Its property cannot be taken without compensation.
It can only be proceeded against by due process of
law, and is protected against unlawful
discrimination. (Bache & Co. vs. Ruiz, L-32409, Feb.
27, 1971; 37 SCRA, p.823.)
A corporation is not
entitled to moral damages; exception—
A corporation is not entitled to moral damages
because an artificial person cannot experience
physical sufferings, mental anguish, fright, serious
anxiety, wounded feelings, moral shock or social
humiliation, but a corporation may be awarded moral
damages for “besmirched reputation” because a
corporation may enjoy a good reputation (goodwill)
which can be besmirched. (See Mambukto Lumber Co.
vs. PNB, L-22973, January 30, 1968.)
Advantages of a
corporation—
The following are the advantages of the corporate
form of doing business:
(1) The limited
liability of the shareholders for the debts of the
business.
(2) The free and
ready transferability of ownership by sale and
transfer of stock certificates representing such
ownership.
(3) The perpetual (actually the power of succession)
existence of the entity unaffected by’ the personal
vicissitudes of the individual shareholders.
(4) The fact
that the corporation is a legal entity affords the
important conveniences of being able to acquire,
hold and convey property, to contract, to sue and be
sued and generally to act as a single distinct unit
under its own name.
(5) As a
consequence of the aforementioned factors and by
reason of the flexibility allowed in the choice of
securities the corporation is ideally suited to
serve as a medium for the gathering for a common
project of the separate funds of many investors. (Rohrlich,
Organizing Corporate and other Business Enterprise8,
pp. 158-160.)
Disadvantages of forming a
corporation—
The following are the disadvantages of
forming a corporation to do business:
(1) The limited
liability of the stockholders serves to limit the
credit available to the corporation to that
justified by its own assets without resort to those
of the stockholders.
(2) The
transferability of stock eliminates the delectus
personae (where one cannot be a member or investor
without the consent of the others) and thus permits
otherwise incompatible elements becoming united in
one venture.
(3) The
subservience of minority stockholders to the wishes
of the majority, subject only to such equitable
restraints as may be applied to protect against
fraud or as derived from the view that “corporate
powers are powers in trust.”
(4) The fact
that in large corporations, stockholders’ voting
rights have become largely theoretical because of
widespread ownership, disinterest in management,
inertia and inaccessible meeting places.
(5) Separation
of management and control from ownership.
(6) By virtue of
its statutory character, the corporation is limited
in the transaction of its business to the state of
its incorporation, unless it qualifies in other
states as a “foreign corporation.”
(7) Corporations
are subject to governmental restrictions and
controls and report requirements beyond other forms
of doing business. (Rohrlich, pp. 160-163.)
(8) Existence of
double taxation with. respect to profits realized by
the corporation and distributed as dividends to
existing stockholders.
Sec. 3. Classes of corporations.—Corporations formed
or organized under this Code may be stock or
non-stock corporations.
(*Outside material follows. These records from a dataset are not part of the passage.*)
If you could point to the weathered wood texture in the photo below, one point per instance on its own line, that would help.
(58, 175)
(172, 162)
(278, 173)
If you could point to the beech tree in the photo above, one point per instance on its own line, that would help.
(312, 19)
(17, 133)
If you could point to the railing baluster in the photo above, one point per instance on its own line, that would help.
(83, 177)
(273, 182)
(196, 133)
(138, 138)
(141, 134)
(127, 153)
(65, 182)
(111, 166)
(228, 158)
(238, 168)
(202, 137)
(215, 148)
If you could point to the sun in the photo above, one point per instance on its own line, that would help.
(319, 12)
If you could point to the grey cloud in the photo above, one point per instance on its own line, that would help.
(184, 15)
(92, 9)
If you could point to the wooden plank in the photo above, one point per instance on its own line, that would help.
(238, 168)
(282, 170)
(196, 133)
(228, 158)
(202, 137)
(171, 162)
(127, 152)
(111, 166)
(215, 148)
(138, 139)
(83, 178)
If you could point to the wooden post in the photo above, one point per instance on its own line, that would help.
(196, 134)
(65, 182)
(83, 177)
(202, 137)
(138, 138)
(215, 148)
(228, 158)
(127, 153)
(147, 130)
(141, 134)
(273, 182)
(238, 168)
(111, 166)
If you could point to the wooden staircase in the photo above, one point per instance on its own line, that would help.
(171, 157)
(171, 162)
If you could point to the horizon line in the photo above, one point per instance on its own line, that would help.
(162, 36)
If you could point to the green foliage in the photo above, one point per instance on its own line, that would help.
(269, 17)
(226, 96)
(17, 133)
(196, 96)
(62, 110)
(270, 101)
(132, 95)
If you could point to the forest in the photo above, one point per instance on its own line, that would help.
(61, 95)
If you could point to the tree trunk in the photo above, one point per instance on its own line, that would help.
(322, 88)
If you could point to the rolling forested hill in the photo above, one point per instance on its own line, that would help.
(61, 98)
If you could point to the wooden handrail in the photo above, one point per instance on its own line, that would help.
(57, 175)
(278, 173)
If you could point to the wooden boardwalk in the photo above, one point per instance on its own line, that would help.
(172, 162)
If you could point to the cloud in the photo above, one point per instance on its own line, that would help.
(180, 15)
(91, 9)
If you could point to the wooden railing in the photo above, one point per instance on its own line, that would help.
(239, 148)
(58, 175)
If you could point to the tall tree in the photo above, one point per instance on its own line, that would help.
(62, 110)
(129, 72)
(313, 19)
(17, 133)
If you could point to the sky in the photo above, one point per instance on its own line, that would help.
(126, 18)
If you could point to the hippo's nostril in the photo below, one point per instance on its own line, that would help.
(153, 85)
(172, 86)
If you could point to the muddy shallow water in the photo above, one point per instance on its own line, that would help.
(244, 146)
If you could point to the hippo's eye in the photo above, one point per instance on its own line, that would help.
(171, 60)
Corporations which have
capital stock divided into shares and are authorized
to distribute to the holders of such shares
dividends or allotments of the surplus profits on
the basis of the shares held are stock corporations.
All other corporations are non-stock corporations.
(3a)
Private corporations may be
stock or non-stock—
In the old Corporation Law, corporations were
classified into public and private. But then, the
Corporation Code applies only to private
corporations and therefore, in general private
corporations are classified into:
(a) Stock
corporations, which are corporations which have
capital stock divided into shares and which are
authorized to distribute to holders of shares
dividends (or allotments of surplus profits) based
on shares held.
(b)
Non-stock corporations, which are corporations other
than stock corporations, that is, they are
corporations without shares or stocks and therefore
not authorized to distribute dividends.